Eastern Africa may very well be the birthplace of humanity.1 Some of the earliest predecessors of Homo sapiens lived around the lakes and in the lush, game-filled savannas of the Great Rift Valley. During the late 1950s and 1960s, the remains of Zinjanthropus boisei and Homo habilis were discovered at Olduvai Gorge in northern Tanzania. These two species lived during the Lower Pleistocene epoch, between three million and one million years ago. More recently, a probable ancestor of these protohumans was uncovered near Lake Turkana in Kenya. Pioneered by the Leakey family of prehistorians, the search continues for still older evolutionary progenitors.

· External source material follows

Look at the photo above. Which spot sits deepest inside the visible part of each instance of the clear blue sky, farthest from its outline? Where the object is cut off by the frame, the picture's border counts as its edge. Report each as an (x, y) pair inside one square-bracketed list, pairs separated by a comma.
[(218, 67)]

As far as can yet be determined, the human history of Kenya began about ten thousand years ago, when isolated communities of Khoi-San hunters and gatherers settled in the Rift Valley. These movements were followed in the first millennium B.C. by migrations of Cushitic-speaking pastoralists from southern Ethiopia and in the first millennium A.D. by a much larger influx of Bantu-speaking cultivators from western Africa. The initial settling of Kenya was completed between the tenth and the eighteenth century in a series of migrations from the Sudanic Nile region.2
By the beginning of the sixteenth century, many of the socioeconomic and cultural features of modern Kenya had taken basic shape. The dry reaches of the north were inhabited by widely scattered populations of seminomadic pastoralists. In the south, pastoralists and cultivators bartered goods and competed for land as long-distance caravan routes penetrated the territories of both from the Kenya coast to the kingdoms of what is now Uganda. A mixing of Arab, Shirazi, and coastal African cultures had given rise to an Islamic Swahili people trading in a variety of up-country commodities, including slaves. Networks of commerce linked inland societies with the coast. From their home territory in south-central Kenya, Kamba elephant hunters mounted long-distance expeditions in search of ivory. To the west, Kikuyu farmers overcame their hostility toward free-ranging herders in the interest of a sophisticated trade with the pastoral Maasai in cattle, iron goods, and items obtained from coastal merchants.3 Commerce in the vicinity of Lake Victoria focused on skins and hides, salt, forged iron products, and beeswax.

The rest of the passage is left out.